Originally created 12/08/96

Booknotes -- New book documents life in the Low Country



When an outsider moves to a new place, everyday details of life the natives take for granted can be worth noting.

A new book from the University of South Carolina press, An Antebellum Plantation Household, takes advantage of an outsider's perspective to document life in South Carolina's Low Country before the Civil War.

The book uses as its guide the letters of Emily Sinkler, a Philadelphia woman who moved to the Low Country after marriage. Mrs. Sinkler often wrote home to her family in Philadelphia, describing the details of her new life.

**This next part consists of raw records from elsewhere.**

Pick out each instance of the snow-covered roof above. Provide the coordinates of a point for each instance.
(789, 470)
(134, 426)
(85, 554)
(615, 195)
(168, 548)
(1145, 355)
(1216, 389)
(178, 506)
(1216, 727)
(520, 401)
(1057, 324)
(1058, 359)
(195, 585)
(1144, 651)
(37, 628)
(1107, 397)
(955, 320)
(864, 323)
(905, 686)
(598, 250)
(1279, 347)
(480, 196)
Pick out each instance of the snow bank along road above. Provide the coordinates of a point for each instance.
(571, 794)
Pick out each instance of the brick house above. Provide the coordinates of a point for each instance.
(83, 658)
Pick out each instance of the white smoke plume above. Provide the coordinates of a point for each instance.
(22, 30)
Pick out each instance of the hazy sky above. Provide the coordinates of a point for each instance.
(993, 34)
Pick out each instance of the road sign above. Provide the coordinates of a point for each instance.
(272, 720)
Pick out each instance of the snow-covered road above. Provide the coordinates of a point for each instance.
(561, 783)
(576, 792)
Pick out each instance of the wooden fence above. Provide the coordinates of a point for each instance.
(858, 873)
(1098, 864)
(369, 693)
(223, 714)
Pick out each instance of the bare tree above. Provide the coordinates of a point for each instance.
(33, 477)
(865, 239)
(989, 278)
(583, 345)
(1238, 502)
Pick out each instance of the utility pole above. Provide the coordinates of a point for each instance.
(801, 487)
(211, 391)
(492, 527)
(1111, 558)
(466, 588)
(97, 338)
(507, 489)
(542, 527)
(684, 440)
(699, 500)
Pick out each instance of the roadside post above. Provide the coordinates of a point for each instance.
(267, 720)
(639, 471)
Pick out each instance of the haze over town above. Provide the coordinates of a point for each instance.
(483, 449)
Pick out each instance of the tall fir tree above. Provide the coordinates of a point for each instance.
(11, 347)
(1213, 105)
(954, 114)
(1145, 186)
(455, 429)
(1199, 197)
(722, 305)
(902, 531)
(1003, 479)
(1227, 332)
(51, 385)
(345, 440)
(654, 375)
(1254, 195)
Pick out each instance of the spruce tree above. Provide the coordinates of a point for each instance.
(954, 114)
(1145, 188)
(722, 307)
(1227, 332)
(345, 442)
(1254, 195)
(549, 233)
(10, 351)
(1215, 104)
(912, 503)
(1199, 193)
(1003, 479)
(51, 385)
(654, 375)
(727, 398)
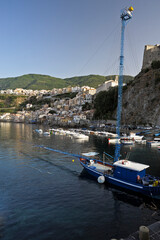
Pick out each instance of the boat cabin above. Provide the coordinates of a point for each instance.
(129, 171)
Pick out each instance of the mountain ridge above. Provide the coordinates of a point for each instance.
(42, 81)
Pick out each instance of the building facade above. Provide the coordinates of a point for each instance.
(151, 53)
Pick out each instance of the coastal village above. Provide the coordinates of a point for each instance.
(63, 111)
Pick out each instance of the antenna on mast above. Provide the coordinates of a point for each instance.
(126, 15)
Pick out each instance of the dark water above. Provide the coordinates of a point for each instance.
(45, 195)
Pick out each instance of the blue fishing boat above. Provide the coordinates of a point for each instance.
(124, 174)
(121, 172)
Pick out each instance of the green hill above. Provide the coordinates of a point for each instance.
(37, 81)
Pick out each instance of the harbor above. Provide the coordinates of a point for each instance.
(44, 190)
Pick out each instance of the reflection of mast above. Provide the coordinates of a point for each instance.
(125, 16)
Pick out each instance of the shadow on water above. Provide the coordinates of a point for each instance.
(126, 196)
(50, 162)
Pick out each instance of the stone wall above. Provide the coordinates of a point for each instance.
(151, 53)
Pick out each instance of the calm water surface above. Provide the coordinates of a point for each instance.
(45, 195)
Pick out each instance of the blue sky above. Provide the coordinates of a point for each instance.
(66, 38)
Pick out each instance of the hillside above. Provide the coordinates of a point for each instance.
(141, 99)
(37, 81)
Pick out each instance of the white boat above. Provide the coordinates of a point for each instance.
(46, 134)
(127, 140)
(40, 131)
(153, 143)
(81, 136)
(136, 137)
(113, 140)
(143, 141)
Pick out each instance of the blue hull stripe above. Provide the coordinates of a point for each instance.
(114, 179)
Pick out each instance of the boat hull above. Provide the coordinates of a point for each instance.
(149, 191)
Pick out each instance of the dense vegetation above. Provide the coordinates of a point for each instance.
(37, 81)
(105, 104)
(155, 64)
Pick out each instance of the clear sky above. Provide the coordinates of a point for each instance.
(67, 38)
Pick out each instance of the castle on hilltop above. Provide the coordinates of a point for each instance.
(151, 53)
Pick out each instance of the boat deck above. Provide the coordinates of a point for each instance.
(100, 167)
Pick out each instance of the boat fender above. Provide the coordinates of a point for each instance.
(101, 179)
(91, 162)
(138, 178)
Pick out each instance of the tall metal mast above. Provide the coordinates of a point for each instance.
(126, 15)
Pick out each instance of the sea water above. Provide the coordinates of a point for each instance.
(47, 195)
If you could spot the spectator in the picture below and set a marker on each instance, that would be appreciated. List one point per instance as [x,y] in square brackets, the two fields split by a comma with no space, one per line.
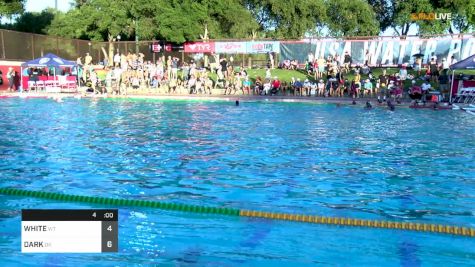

Anne Sinkler Whaley LeClercq, a descendant of Emily Sinkler, has collected those letters and used them to put together a portrait of a place and time. She completes the portrait with Mrs. Sinkler's book of recipes and remedies.

Ms. LeClercq goes through Mrs. Sinkler's observations subject by subject, distilling comments from years worth of letters on issues such as life at the plantation, motherhood, slavery, the boredom of country life and visits to Charleston. The quotes from the letters are usually brief.

The book is more of interest for its historical value than its narrative. Mrs. Sinkler comes across as an observant, intelligent figure, and the book would a good resource for someone wanting to research that time.

The biggest disappointment has to be that the correspondence, which began in 1842, all but ceased from 1856 until Mrs. Sinkler's death in 1875, thus robbing readers of any of her perspective on the Civil War.

The book is 181 pages and costs $16.95

The 22nd annual Sandhills Writers' Conference has been set for May 8-10 at Augusta State University.

The conference gives aspiring writers a chance to have their manuscripts evaluated by professional authors. Panelists this year include Gloria Naylor, author of Women of Brewster Place; William F. Nolan, author of Logan's Run, Jane Dystel, a New York literary agent and Xuefei Ha Jin, a creative writing teacher at Emory University.

Writers who plan to submit manuscripts for evaluation have until March 28 to register. The cost is $156, or $76 for students.